In Drosophila, T4 and T5 neurons are the first stage along the visual processing chain that respond to visual motion in a direction selective way (Maisak et al. 2013, Serbe et al., 2016). To describe how such direction selective responses in T4 and T5 come about, a so called 3-arm detector model was proposed recently (s. Figure 1). This model relies on the comparison of signals originating from neighboring points in space via a delay-and-compare mechanism. The central arm provides fast excitation to the neuron, while the two flanking arms possess slow dynamics, one amplifying the central signal implementing for stimuli moving along the preferred direction, the other inhibiting the central signal for stimuli moving along the null direction of the neuron (Haag et al., 2016; Arenz et al., 2017).
In order to probe the theoretical model in vivo and map the different model elements to specific cell types in the circuit, nearly all input cells of T4 and T5 have been analyzed, describing their temporal and spatial response properties and their role for direction selectivity (Ammer et al., 2015; Serbe et al., 2016; Arenz et al., 2017).
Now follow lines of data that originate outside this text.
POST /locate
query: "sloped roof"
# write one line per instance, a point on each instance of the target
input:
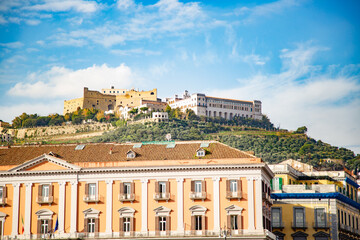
(100, 152)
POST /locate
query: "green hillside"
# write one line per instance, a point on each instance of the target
(271, 144)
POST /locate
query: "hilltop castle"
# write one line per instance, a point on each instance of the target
(123, 100)
(109, 99)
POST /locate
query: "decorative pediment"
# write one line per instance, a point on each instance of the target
(130, 154)
(91, 213)
(321, 234)
(45, 162)
(200, 152)
(197, 210)
(162, 211)
(233, 210)
(299, 234)
(126, 212)
(44, 214)
(2, 215)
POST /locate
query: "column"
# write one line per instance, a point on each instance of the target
(27, 209)
(15, 220)
(180, 205)
(144, 200)
(61, 207)
(258, 203)
(109, 185)
(251, 216)
(216, 194)
(73, 220)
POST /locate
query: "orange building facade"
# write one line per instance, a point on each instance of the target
(158, 190)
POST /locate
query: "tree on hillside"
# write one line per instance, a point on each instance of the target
(302, 129)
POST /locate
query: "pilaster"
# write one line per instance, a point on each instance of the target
(15, 219)
(61, 213)
(27, 209)
(144, 208)
(180, 205)
(74, 199)
(109, 193)
(258, 203)
(216, 199)
(251, 205)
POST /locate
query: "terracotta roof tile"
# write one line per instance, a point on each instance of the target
(100, 152)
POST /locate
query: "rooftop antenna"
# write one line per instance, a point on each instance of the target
(168, 137)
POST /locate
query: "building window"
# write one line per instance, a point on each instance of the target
(92, 190)
(127, 192)
(320, 217)
(45, 191)
(162, 187)
(162, 223)
(276, 183)
(2, 195)
(299, 217)
(233, 186)
(276, 218)
(126, 225)
(91, 225)
(198, 186)
(198, 223)
(234, 222)
(44, 227)
(45, 194)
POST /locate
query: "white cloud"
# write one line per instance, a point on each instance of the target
(65, 5)
(251, 14)
(12, 45)
(125, 4)
(165, 18)
(60, 82)
(8, 113)
(327, 102)
(135, 51)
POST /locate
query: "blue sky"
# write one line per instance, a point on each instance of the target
(300, 58)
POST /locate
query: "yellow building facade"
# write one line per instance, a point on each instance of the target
(144, 190)
(107, 101)
(316, 205)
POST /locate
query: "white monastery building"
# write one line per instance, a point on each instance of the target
(208, 106)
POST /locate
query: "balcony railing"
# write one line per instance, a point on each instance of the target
(277, 225)
(232, 195)
(161, 196)
(126, 197)
(91, 198)
(299, 225)
(45, 200)
(197, 195)
(321, 225)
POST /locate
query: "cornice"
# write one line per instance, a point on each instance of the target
(139, 169)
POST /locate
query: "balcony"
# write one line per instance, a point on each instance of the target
(45, 200)
(126, 197)
(198, 195)
(299, 225)
(233, 195)
(279, 225)
(91, 198)
(161, 196)
(321, 225)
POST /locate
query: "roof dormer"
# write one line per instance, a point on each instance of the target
(130, 154)
(200, 152)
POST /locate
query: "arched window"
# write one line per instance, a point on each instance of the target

In contrast to the variety of physiological studies, only little is known about neurotransmitter phenotypes and receptors of the different circuit elements. The main inputs to T4 are medulla neurons Mi9, Mi1, Tm3, Mi4, C3 and CT1 (Takemura et al., 2017). Immunohistochemical stainings and RNAseq analysis showed that Mi9 is glutamatergic, Mi1 and Tm3 are cholinergic and Mi4, C3 and CT1 are GABAergic (Pankova et al., 2016; Takemura et al., 2017; Davis et al., 2018; Richter et al., 2018). The presynaptic partners of T5 in the OFF-pathway- Tm1, Tm2, Tm4 and Tm9- are cholinergic (Shinomiya et al., 2014) (s. Figure 2, 3).
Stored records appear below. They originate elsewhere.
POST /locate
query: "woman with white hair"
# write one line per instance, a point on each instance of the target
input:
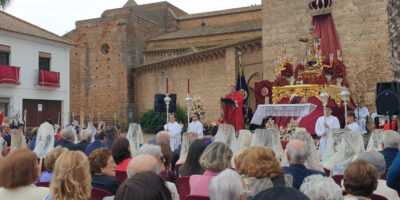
(228, 185)
(378, 161)
(45, 140)
(318, 187)
(348, 150)
(313, 160)
(270, 138)
(135, 137)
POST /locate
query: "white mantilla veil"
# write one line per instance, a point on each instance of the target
(135, 137)
(226, 135)
(313, 160)
(187, 139)
(350, 147)
(334, 139)
(270, 138)
(45, 140)
(375, 140)
(244, 140)
(17, 139)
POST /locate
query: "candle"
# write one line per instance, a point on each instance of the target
(188, 86)
(167, 86)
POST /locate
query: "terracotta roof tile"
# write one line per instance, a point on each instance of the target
(221, 12)
(212, 30)
(14, 24)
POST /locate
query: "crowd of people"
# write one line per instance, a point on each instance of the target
(50, 162)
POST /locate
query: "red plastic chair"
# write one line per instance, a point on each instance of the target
(338, 179)
(183, 187)
(121, 176)
(378, 197)
(197, 197)
(43, 184)
(99, 194)
(327, 172)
Our knowledge about receptors on T4 and T5 dendrites, which receive the repertoire of different neurotransmitters, is rather limited. Two RNAseq. studies (Pankova & Borst, 2016; Davis et al., 2018) showed that T4 as well as T5 express receptor subunits for all main neurotransmitter types, acetylcholine, glutamate and GABA. However, RNAseq. approaches only take into account mRNA levels of genes, omitting protein levels and the distribution of the protein along the neuron. Yet, for the cellular implementation of our model, the organization of transmitter receptors on T4/T5 dendrites plays a crucial role. Since the 3-arm detector proposes enhancing and suppressing inputs to T4/T5, an asymmetric distribution of excitatory vs. inhibitory neurotransmitter receptors along T4/T5 dendrites is expected.
To investigate this hypothesis, we analyze the expression pattern and spatial distribution of receptors on T4/T5 dendrites with the goal to link the anatomical phenotype to the functional role of neurotransmitter receptors in the computation of direction selectivity.